Regularized linear vs. RKHS-regression

Question

I'm studying the difference between regularization in RKHS regression and linear regression, but I have a hard time grasping the crucial difference between the two.

Given input-output pairs $(x_i,y_i)$, I want to estimate a function $f(\cdot)$ as follows \begin{equation}f(x)\approx u(x)=\sum_{i=1}^m \alpha_i K(x,x_i),\end{equation} where $K(\cdot,\cdot)$ is a kernel function.

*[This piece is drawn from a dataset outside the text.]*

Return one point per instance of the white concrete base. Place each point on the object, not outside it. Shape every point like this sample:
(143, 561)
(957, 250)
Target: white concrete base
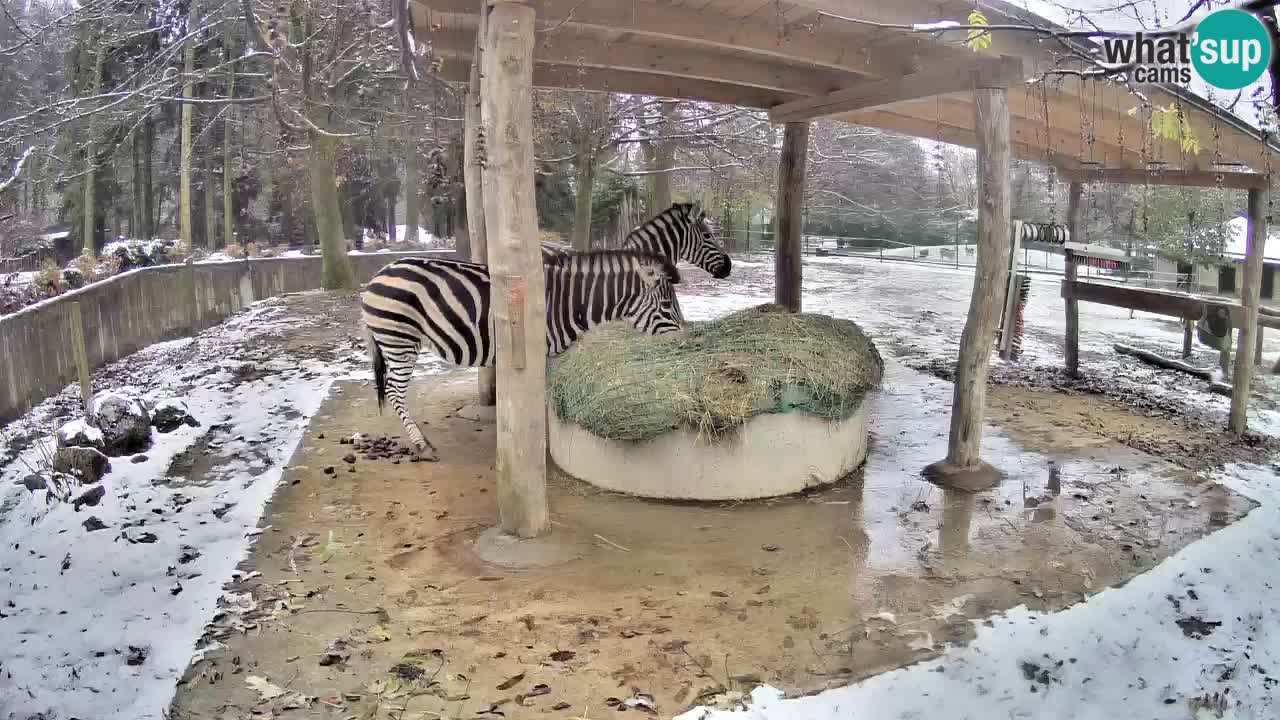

The coefficients $\alpha_m$ can either be found by solving \begin{equation} {\displaystyle \min _{\alpha\in R^{n}}{\frac {1}{n}}\|Y-K\alpha\|_{R^{n}}^{2}+\lambda \alpha^{T}K\alpha},\end{equation} where, with some abuse of notation, the $i,j$'th entry of the kernel matrix $K$ is ${\displaystyle K(x_{i},x_{j})} $. This gives \begin{equation} \alpha^*=(K+\lambda nI)^{-1}Y. \end{equation} Alternatively, we could treat the problem as a normal ridge regression/linear regression problem: \begin{equation} {\displaystyle \min _{\alpha\in R^{n}}{\frac {1}{n}}\|Y-K\alpha\|_{R^{n}}^{2}+\lambda \alpha^{T}\alpha},\end{equation} with solution \begin{equation} {\alpha^*=(K^{T}K +\lambda nI)^{-1}K^{T}Y}. \end{equation}

What would be the crucial difference between these two approaches and their solutions?

The first version only makes sense if Y is a sampled version (and moreover of the same size as x), but the second version also work if Y is actually a function. Btw, in inverse problems the former is called Lavrentiev regularization while the latter is called Tikhonov regularization. — Dirk
– Dirk, Commented Feb 16, 2018 at 23:22

R Hahn · Accepted Answer · 2018-02-22 04:52:27Z

2

Both of the penalties can be thought of as arising from the linear regression setting in a Bayesian framework with predictor matrix $K$ and a Gaussian prior over the vector $\alpha$, centered at zero with prior variance $V$.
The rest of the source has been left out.